Logo Przewdonik Katolicki

W świecie – dla świata

Ks. Waldemar Karasiński
Fot.

Drugiego lutego w Kościele katolickim na całym świecie obchodzony jest Dzień Życia Konsekrowanego. Przedstawiciele wspólnot zakonnych zbierają się na uroczystych spotkaniach w świątyniach, modlą się, słuchają Słowa Bożego, odnawiają śluby zobowiązujące ich do radykalnego naśladowania Chrystusa. Dzisiejszy świat zdaje się zatracać szacunek dla sacrum. Kontestowana przez wielu...

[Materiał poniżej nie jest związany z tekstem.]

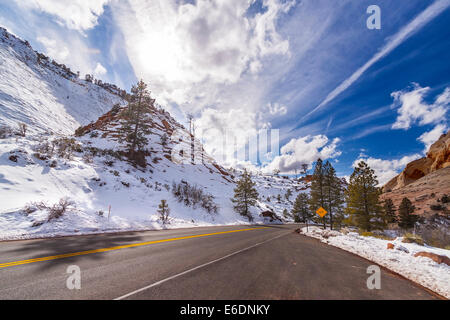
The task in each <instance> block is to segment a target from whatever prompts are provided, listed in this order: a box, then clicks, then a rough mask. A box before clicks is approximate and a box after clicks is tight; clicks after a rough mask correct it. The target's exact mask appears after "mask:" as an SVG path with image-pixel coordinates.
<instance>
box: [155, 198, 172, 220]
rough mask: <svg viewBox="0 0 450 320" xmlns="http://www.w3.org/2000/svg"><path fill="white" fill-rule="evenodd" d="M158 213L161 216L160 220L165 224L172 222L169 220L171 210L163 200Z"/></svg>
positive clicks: (158, 211) (159, 208) (159, 216)
mask: <svg viewBox="0 0 450 320" xmlns="http://www.w3.org/2000/svg"><path fill="white" fill-rule="evenodd" d="M157 212H158V214H159V219H160V220H161V222H162V223H163V224H167V223H169V222H170V220H169V215H170V208H169V205H168V204H167V201H166V200H161V203H160V204H159V206H158V210H157Z"/></svg>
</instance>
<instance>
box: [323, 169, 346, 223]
mask: <svg viewBox="0 0 450 320" xmlns="http://www.w3.org/2000/svg"><path fill="white" fill-rule="evenodd" d="M323 169H324V188H325V202H326V209H327V211H328V217H329V219H330V228H331V229H333V225H334V223H335V221H333V218H334V215H335V214H336V213H337V212H339V213H340V214H341V213H342V206H343V204H344V194H343V188H342V182H341V180H340V179H339V178H338V177H337V175H336V170H335V169H334V168H333V166H332V165H331V163H330V162H329V161H327V162H326V163H325V165H324V166H323ZM341 218H342V217H341V216H340V217H339V219H340V220H341Z"/></svg>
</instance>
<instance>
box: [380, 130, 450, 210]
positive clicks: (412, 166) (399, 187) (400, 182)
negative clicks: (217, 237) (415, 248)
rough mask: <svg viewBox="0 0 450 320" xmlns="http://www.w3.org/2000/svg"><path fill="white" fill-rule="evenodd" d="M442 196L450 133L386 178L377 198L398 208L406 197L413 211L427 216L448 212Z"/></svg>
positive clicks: (448, 204)
mask: <svg viewBox="0 0 450 320" xmlns="http://www.w3.org/2000/svg"><path fill="white" fill-rule="evenodd" d="M446 195H447V196H448V195H450V132H447V134H444V135H442V136H441V137H440V138H439V140H438V141H436V142H435V143H434V144H433V145H432V146H431V147H430V149H429V151H428V153H427V156H426V157H425V158H421V159H418V160H415V161H412V162H411V163H409V164H408V165H407V166H406V168H405V169H404V170H403V171H402V173H400V174H399V175H398V176H396V177H395V178H394V179H392V180H391V181H389V182H388V183H387V184H386V185H385V186H384V187H383V195H382V196H381V198H382V199H387V198H390V199H392V201H393V202H394V205H395V206H396V207H397V208H398V206H399V205H400V203H401V201H402V199H403V198H405V197H406V198H408V199H410V200H411V201H412V202H413V204H414V205H415V207H416V211H415V213H417V214H419V215H423V216H430V215H434V214H439V215H448V214H449V211H450V210H449V208H448V207H449V203H448V198H447V197H446Z"/></svg>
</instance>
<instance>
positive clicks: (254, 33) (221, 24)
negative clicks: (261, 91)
mask: <svg viewBox="0 0 450 320" xmlns="http://www.w3.org/2000/svg"><path fill="white" fill-rule="evenodd" d="M250 4H251V2H250V1H242V0H214V1H206V0H198V1H196V3H195V4H191V3H183V4H179V1H175V0H160V1H148V0H139V1H138V0H129V1H122V2H114V3H112V5H111V6H112V8H113V14H114V17H115V19H116V21H117V23H118V26H119V27H120V29H121V30H122V32H123V34H124V37H125V46H126V50H127V53H128V57H129V59H130V62H131V64H132V66H133V68H134V70H135V73H136V75H137V76H138V77H142V78H144V79H145V80H146V81H148V82H150V83H151V85H152V91H153V93H154V95H155V96H156V98H157V99H158V101H159V102H160V103H161V104H162V105H167V104H169V103H170V102H175V103H177V104H178V105H180V106H181V107H182V108H183V109H187V108H189V109H191V108H192V106H195V108H197V109H201V108H202V107H205V106H208V105H211V104H215V105H217V104H221V103H223V102H222V101H221V98H223V99H227V98H228V97H227V95H226V93H224V91H226V90H228V87H229V86H231V85H232V84H236V83H237V82H238V81H239V80H241V77H242V75H243V74H245V73H246V72H248V73H250V74H252V73H253V74H254V73H258V72H260V71H261V70H262V67H263V58H264V57H267V56H270V55H288V54H289V42H288V41H287V40H285V39H282V37H281V36H280V35H279V34H278V33H277V31H276V29H275V26H276V21H277V19H278V17H279V16H280V15H281V14H283V13H284V12H286V11H287V10H288V9H289V8H290V6H291V5H292V2H286V3H282V2H281V1H279V0H265V1H264V5H265V6H266V8H267V10H266V11H265V12H264V13H262V14H261V13H258V14H256V15H255V16H253V17H249V16H248V15H247V9H248V8H249V6H250ZM219 86H220V87H219ZM229 107H230V108H236V106H229Z"/></svg>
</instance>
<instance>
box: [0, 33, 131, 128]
mask: <svg viewBox="0 0 450 320" xmlns="http://www.w3.org/2000/svg"><path fill="white" fill-rule="evenodd" d="M116 103H123V100H122V99H121V98H120V97H119V95H117V94H113V93H111V92H109V91H108V90H105V89H104V88H103V87H101V86H98V85H96V84H94V83H90V82H87V81H85V80H81V79H79V78H78V76H77V75H76V74H75V73H73V72H71V71H70V70H69V69H68V68H66V67H65V66H63V65H59V64H58V63H56V62H54V61H52V60H51V59H49V58H46V57H45V56H44V55H42V54H39V53H38V52H35V51H34V50H33V49H32V48H31V47H30V46H29V44H28V43H27V42H26V41H22V40H20V39H18V38H16V37H15V36H14V35H12V34H10V33H8V32H7V31H6V30H5V29H3V28H0V125H7V126H9V127H12V128H16V127H17V123H18V122H22V123H26V124H27V125H28V127H29V131H30V132H37V131H41V132H42V131H51V132H56V133H64V134H72V133H73V132H74V130H75V129H76V128H78V127H79V126H80V125H86V124H88V123H89V122H90V121H93V120H96V119H97V118H98V117H99V116H100V115H102V114H104V113H105V112H106V111H108V110H109V109H110V108H111V107H112V105H114V104H116Z"/></svg>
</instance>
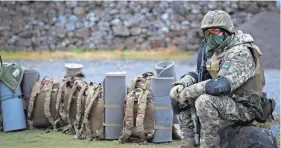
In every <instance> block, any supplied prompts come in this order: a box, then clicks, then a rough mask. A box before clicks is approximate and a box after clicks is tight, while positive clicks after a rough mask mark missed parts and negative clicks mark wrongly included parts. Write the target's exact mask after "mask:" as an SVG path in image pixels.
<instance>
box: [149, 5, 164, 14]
mask: <svg viewBox="0 0 281 148" xmlns="http://www.w3.org/2000/svg"><path fill="white" fill-rule="evenodd" d="M163 13H165V9H163V8H159V7H155V8H153V10H152V14H153V15H156V16H158V15H162V14H163Z"/></svg>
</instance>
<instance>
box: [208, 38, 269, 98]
mask: <svg viewBox="0 0 281 148" xmlns="http://www.w3.org/2000/svg"><path fill="white" fill-rule="evenodd" d="M244 45H245V46H247V47H248V49H249V50H250V52H251V54H252V56H253V58H254V61H255V66H256V69H255V71H256V73H255V76H254V77H252V78H250V79H249V80H248V81H246V82H245V83H244V84H243V85H242V86H240V87H239V88H237V89H236V90H234V92H233V93H234V94H235V95H237V96H239V97H244V96H250V95H252V94H256V95H258V96H262V92H263V87H264V85H265V78H264V71H263V68H262V60H261V56H262V53H261V50H260V49H259V47H258V46H256V45H254V44H244ZM227 52H228V50H226V51H224V52H222V53H220V54H215V53H214V54H213V56H212V57H211V58H210V59H208V60H207V62H206V69H207V70H208V72H209V73H210V75H211V77H212V79H216V78H217V77H218V72H219V70H220V67H221V63H222V61H223V60H224V57H225V56H226V55H227Z"/></svg>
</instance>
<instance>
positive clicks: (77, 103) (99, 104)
mask: <svg viewBox="0 0 281 148" xmlns="http://www.w3.org/2000/svg"><path fill="white" fill-rule="evenodd" d="M82 91H84V90H82ZM82 93H83V92H80V93H79V94H80V95H82ZM84 94H85V97H84V100H83V99H82V98H83V97H80V98H81V99H78V102H79V103H77V114H76V121H75V123H76V124H75V130H76V135H75V139H84V138H90V139H102V138H103V122H104V101H103V97H102V85H101V84H94V83H90V84H89V85H88V87H87V89H85V92H84ZM78 104H82V105H78ZM78 106H79V107H78ZM78 108H81V109H78ZM78 110H79V111H78ZM83 111H84V112H83ZM82 116H83V117H82Z"/></svg>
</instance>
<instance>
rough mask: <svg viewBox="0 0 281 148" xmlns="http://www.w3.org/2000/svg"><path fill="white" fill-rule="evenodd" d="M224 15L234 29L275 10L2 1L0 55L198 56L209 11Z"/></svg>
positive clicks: (222, 3) (240, 2)
mask: <svg viewBox="0 0 281 148" xmlns="http://www.w3.org/2000/svg"><path fill="white" fill-rule="evenodd" d="M214 9H223V10H225V11H227V12H229V13H230V14H231V16H232V18H233V20H234V23H235V25H238V24H241V23H244V22H245V21H247V20H249V18H251V17H252V15H254V14H256V13H258V12H261V11H269V10H275V9H277V8H276V7H275V2H274V1H272V2H268V1H267V2H260V1H258V2H246V1H242V2H241V1H240V2H237V1H229V2H221V1H220V2H204V1H199V2H191V1H173V2H172V1H159V2H158V1H116V2H113V1H89V2H87V1H79V2H78V1H66V2H64V1H45V2H36V1H17V2H13V1H1V2H0V50H5V51H47V50H51V51H53V50H75V49H83V50H108V49H135V50H145V49H159V48H160V49H161V48H170V47H176V48H179V49H182V50H188V51H195V50H198V47H199V45H198V43H199V42H200V38H201V37H202V34H201V31H200V21H201V20H202V18H203V16H204V14H206V13H207V12H208V10H214Z"/></svg>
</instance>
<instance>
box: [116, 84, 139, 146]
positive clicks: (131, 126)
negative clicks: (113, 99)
mask: <svg viewBox="0 0 281 148" xmlns="http://www.w3.org/2000/svg"><path fill="white" fill-rule="evenodd" d="M135 80H136V79H135ZM135 93H136V92H135V91H131V92H130V93H129V94H128V95H127V96H126V99H125V102H126V105H125V118H124V121H123V130H122V133H121V136H120V137H119V142H120V143H125V142H126V140H127V139H128V138H129V137H130V136H131V135H132V133H133V127H134V102H135V96H136V94H135Z"/></svg>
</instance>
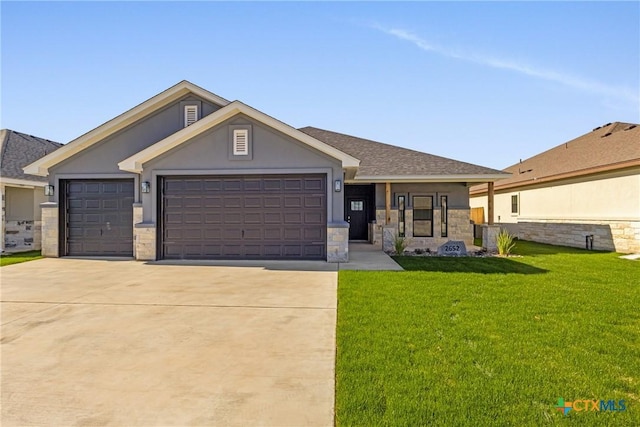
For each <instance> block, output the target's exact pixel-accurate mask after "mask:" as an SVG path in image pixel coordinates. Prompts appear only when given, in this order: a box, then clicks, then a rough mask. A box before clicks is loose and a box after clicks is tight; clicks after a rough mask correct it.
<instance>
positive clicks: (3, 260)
mask: <svg viewBox="0 0 640 427" xmlns="http://www.w3.org/2000/svg"><path fill="white" fill-rule="evenodd" d="M39 258H42V256H41V255H40V251H27V252H17V253H15V254H2V256H0V267H4V266H5V265H11V264H18V263H20V262H27V261H33V260H34V259H39Z"/></svg>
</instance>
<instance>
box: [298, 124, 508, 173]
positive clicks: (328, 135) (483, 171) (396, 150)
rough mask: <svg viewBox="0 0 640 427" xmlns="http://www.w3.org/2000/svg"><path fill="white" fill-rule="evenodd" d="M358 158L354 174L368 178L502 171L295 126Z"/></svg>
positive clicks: (365, 140)
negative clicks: (355, 171)
mask: <svg viewBox="0 0 640 427" xmlns="http://www.w3.org/2000/svg"><path fill="white" fill-rule="evenodd" d="M298 130H300V131H301V132H304V133H306V134H307V135H309V136H312V137H314V138H315V139H318V140H320V141H322V142H324V143H325V144H329V145H330V146H332V147H334V148H337V149H338V150H340V151H342V152H344V153H347V154H349V155H351V156H353V157H355V158H357V159H359V160H360V167H359V168H358V173H357V174H356V179H357V177H358V176H361V177H362V176H367V177H378V176H379V177H388V176H397V177H402V176H425V177H427V176H434V175H435V176H446V175H496V174H498V175H500V174H504V172H502V171H499V170H495V169H490V168H486V167H483V166H478V165H474V164H471V163H465V162H460V161H458V160H453V159H448V158H446V157H440V156H434V155H433V154H427V153H422V152H420V151H415V150H409V149H407V148H402V147H396V146H394V145H389V144H383V143H381V142H376V141H371V140H368V139H362V138H357V137H355V136H350V135H345V134H342V133H337V132H331V131H328V130H323V129H318V128H314V127H310V126H309V127H304V128H301V129H298Z"/></svg>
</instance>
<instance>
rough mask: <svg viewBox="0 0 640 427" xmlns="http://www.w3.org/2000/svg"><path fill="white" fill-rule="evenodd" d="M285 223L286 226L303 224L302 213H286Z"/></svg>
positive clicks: (285, 216) (285, 214) (284, 216)
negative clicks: (302, 223)
mask: <svg viewBox="0 0 640 427" xmlns="http://www.w3.org/2000/svg"><path fill="white" fill-rule="evenodd" d="M284 223H285V224H302V213H301V212H286V213H285V214H284Z"/></svg>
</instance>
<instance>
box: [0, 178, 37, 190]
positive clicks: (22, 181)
mask: <svg viewBox="0 0 640 427" xmlns="http://www.w3.org/2000/svg"><path fill="white" fill-rule="evenodd" d="M47 184H48V183H47V182H42V181H30V180H28V179H16V178H5V177H2V185H8V186H10V187H11V186H17V187H31V188H33V187H44V186H45V185H47Z"/></svg>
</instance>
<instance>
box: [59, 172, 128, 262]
mask: <svg viewBox="0 0 640 427" xmlns="http://www.w3.org/2000/svg"><path fill="white" fill-rule="evenodd" d="M63 189H64V197H63V199H64V207H65V208H66V209H64V211H63V213H62V214H63V215H64V218H65V221H66V224H65V226H66V232H65V235H64V244H65V250H64V253H65V254H66V255H74V256H133V207H132V205H133V197H134V184H133V180H68V181H63Z"/></svg>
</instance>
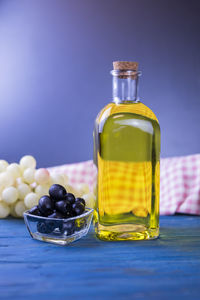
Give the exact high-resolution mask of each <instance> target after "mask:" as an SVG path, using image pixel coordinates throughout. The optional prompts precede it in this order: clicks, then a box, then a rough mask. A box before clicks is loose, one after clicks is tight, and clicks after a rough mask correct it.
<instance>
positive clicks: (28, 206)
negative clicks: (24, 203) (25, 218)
mask: <svg viewBox="0 0 200 300" xmlns="http://www.w3.org/2000/svg"><path fill="white" fill-rule="evenodd" d="M38 200H39V197H38V195H37V194H36V193H29V194H27V195H26V197H25V198H24V203H25V205H26V206H27V207H28V208H31V207H33V206H35V205H37V204H38Z"/></svg>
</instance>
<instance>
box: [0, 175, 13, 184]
mask: <svg viewBox="0 0 200 300" xmlns="http://www.w3.org/2000/svg"><path fill="white" fill-rule="evenodd" d="M13 184H14V178H13V177H12V175H11V174H10V173H9V172H7V171H6V172H2V173H0V186H4V187H7V186H11V185H13Z"/></svg>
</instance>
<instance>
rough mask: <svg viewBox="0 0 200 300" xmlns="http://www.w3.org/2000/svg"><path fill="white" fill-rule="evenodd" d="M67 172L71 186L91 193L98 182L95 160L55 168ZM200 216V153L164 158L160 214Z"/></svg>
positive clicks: (59, 171) (68, 164)
mask: <svg viewBox="0 0 200 300" xmlns="http://www.w3.org/2000/svg"><path fill="white" fill-rule="evenodd" d="M51 170H53V171H55V172H56V173H66V174H67V175H68V177H69V184H71V185H73V186H76V185H77V184H80V183H86V184H88V185H89V186H90V188H91V190H92V188H93V185H94V184H95V182H96V167H95V166H94V164H93V162H92V161H86V162H81V163H75V164H67V165H63V166H58V167H54V168H51ZM175 213H185V214H195V215H200V154H196V155H190V156H181V157H173V158H164V159H161V164H160V214H161V215H172V214H175Z"/></svg>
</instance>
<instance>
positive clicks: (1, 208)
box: [0, 201, 10, 219]
mask: <svg viewBox="0 0 200 300" xmlns="http://www.w3.org/2000/svg"><path fill="white" fill-rule="evenodd" d="M9 213H10V208H9V206H8V204H6V203H5V202H2V201H1V202H0V219H4V218H6V217H7V216H8V215H9Z"/></svg>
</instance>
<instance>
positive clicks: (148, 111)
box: [96, 102, 159, 124]
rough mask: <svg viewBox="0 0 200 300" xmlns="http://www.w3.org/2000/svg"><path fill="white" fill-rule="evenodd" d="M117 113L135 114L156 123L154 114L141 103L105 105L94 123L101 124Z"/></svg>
mask: <svg viewBox="0 0 200 300" xmlns="http://www.w3.org/2000/svg"><path fill="white" fill-rule="evenodd" d="M119 113H130V114H136V115H140V116H143V117H147V118H148V119H152V120H154V121H157V123H158V119H157V117H156V115H155V114H154V112H153V111H152V110H151V109H150V108H149V107H148V106H146V105H144V104H143V103H142V102H137V103H129V104H127V103H120V104H116V103H113V102H111V103H109V104H108V105H106V106H105V107H104V108H103V109H102V110H101V111H100V112H99V114H98V116H97V119H96V121H97V122H101V121H103V120H105V119H107V118H108V117H109V116H111V115H114V114H119ZM158 124H159V123H158Z"/></svg>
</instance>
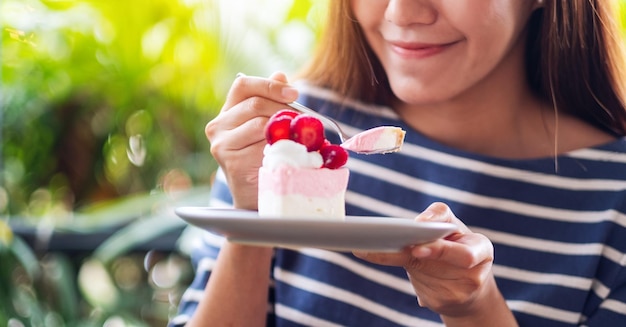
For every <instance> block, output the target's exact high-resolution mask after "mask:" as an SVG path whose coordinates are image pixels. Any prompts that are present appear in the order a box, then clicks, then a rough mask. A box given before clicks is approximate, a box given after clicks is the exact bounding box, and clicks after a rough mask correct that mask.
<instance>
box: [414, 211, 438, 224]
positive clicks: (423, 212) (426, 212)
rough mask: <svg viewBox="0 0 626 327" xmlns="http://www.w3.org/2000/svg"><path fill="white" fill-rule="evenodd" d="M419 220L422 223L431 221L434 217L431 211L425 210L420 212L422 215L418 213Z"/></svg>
mask: <svg viewBox="0 0 626 327" xmlns="http://www.w3.org/2000/svg"><path fill="white" fill-rule="evenodd" d="M417 217H418V218H419V220H421V221H423V220H431V219H433V217H435V213H434V212H432V211H431V210H428V209H427V210H426V211H422V213H420V214H419V215H418V216H417Z"/></svg>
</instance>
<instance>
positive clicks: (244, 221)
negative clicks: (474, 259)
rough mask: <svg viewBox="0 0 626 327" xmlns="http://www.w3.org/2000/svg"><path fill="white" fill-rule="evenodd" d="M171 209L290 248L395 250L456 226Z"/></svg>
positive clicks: (448, 225)
mask: <svg viewBox="0 0 626 327" xmlns="http://www.w3.org/2000/svg"><path fill="white" fill-rule="evenodd" d="M175 211H176V214H177V215H178V216H180V217H181V218H183V219H184V220H185V221H187V222H188V223H190V224H192V225H195V226H198V227H200V228H203V229H205V230H208V231H210V232H213V233H217V234H221V235H224V236H225V237H226V238H228V239H229V240H230V241H232V242H238V243H245V244H255V245H265V246H277V247H291V248H293V247H296V248H297V247H313V248H321V249H328V250H337V251H353V250H365V251H379V252H395V251H399V250H401V249H402V248H403V247H405V246H407V245H411V244H419V243H426V242H430V241H434V240H436V239H438V238H441V237H445V236H447V235H449V234H450V233H452V232H453V231H455V230H456V226H455V225H453V224H450V223H441V222H415V221H413V220H411V219H406V218H390V217H357V216H347V217H346V219H345V221H339V220H324V219H302V218H295V217H294V218H262V217H259V215H258V214H257V212H256V211H246V210H236V209H216V208H207V207H181V208H177V209H176V210H175Z"/></svg>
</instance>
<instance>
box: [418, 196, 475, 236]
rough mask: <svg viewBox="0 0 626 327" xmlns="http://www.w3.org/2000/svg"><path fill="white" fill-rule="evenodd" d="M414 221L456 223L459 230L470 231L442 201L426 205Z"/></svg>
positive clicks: (449, 207) (464, 224)
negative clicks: (425, 207) (454, 214)
mask: <svg viewBox="0 0 626 327" xmlns="http://www.w3.org/2000/svg"><path fill="white" fill-rule="evenodd" d="M415 221H419V222H429V221H434V222H444V223H452V224H455V225H457V227H458V228H459V232H461V233H467V232H470V230H469V228H467V226H465V224H464V223H463V222H461V220H460V219H458V218H457V217H456V216H455V215H454V213H453V212H452V210H451V209H450V207H448V206H447V205H446V204H445V203H442V202H434V203H432V204H431V205H430V206H428V208H426V210H424V211H422V213H420V214H419V215H417V217H415Z"/></svg>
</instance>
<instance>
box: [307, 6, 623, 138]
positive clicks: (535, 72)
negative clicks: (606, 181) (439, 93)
mask: <svg viewBox="0 0 626 327" xmlns="http://www.w3.org/2000/svg"><path fill="white" fill-rule="evenodd" d="M328 3H329V8H328V15H327V16H326V19H327V22H326V25H325V30H324V31H323V34H322V38H321V40H320V42H319V44H318V47H317V49H316V52H315V54H314V56H313V58H312V61H311V62H310V64H309V65H308V66H307V67H306V68H305V70H304V71H303V73H302V76H304V77H305V78H306V79H308V80H309V81H311V82H313V83H316V84H318V85H321V86H325V87H328V88H331V89H333V90H335V91H337V92H338V93H340V94H344V95H345V96H347V97H351V98H357V99H360V100H362V101H365V102H372V103H377V104H385V105H389V104H390V103H391V100H392V99H393V98H394V96H393V92H392V91H391V88H390V86H389V83H388V81H387V77H386V75H385V71H384V70H383V68H382V66H381V64H380V63H379V61H378V60H377V59H376V56H375V55H374V53H373V52H372V50H371V48H370V47H369V45H368V44H367V42H366V40H365V37H364V35H363V32H362V30H361V28H360V27H359V25H358V23H357V21H356V19H355V18H354V15H353V13H352V10H351V8H350V1H349V0H331V1H328ZM616 5H617V4H616V3H615V2H614V1H610V0H609V1H607V0H546V1H545V2H544V6H543V8H541V9H539V10H536V11H535V12H534V13H533V15H532V17H531V18H530V20H529V24H528V42H527V47H526V64H527V72H528V82H529V84H530V86H531V88H532V89H533V90H534V91H535V92H536V93H537V94H538V95H539V96H541V97H544V98H545V99H547V100H548V101H551V102H552V103H553V105H554V106H555V108H558V110H560V111H565V112H569V113H571V114H573V115H575V116H577V117H580V118H581V119H584V120H585V121H587V122H590V123H591V124H593V125H596V126H598V127H600V128H602V129H604V130H606V131H609V132H612V133H615V134H617V135H626V63H625V61H624V59H625V58H624V57H625V53H624V48H623V42H624V40H623V38H622V35H621V33H620V24H619V23H618V20H617V7H616Z"/></svg>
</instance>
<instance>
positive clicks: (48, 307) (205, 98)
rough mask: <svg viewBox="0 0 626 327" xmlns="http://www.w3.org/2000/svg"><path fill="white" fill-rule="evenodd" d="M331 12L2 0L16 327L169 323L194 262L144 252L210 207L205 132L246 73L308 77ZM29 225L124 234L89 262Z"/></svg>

Drugiego lutego w Kościele katolickim na całym świecie obchodzony jest Dzień Życia Konsekrowanego. Przedstawiciele wspólnot zakonnych zbierają się na uroczystych spotkaniach w świątyniach, modlą się, słuchają Słowa Bożego, odnawiają śluby zobowiązujące ich do radykalnego naśladowania Chrystusa.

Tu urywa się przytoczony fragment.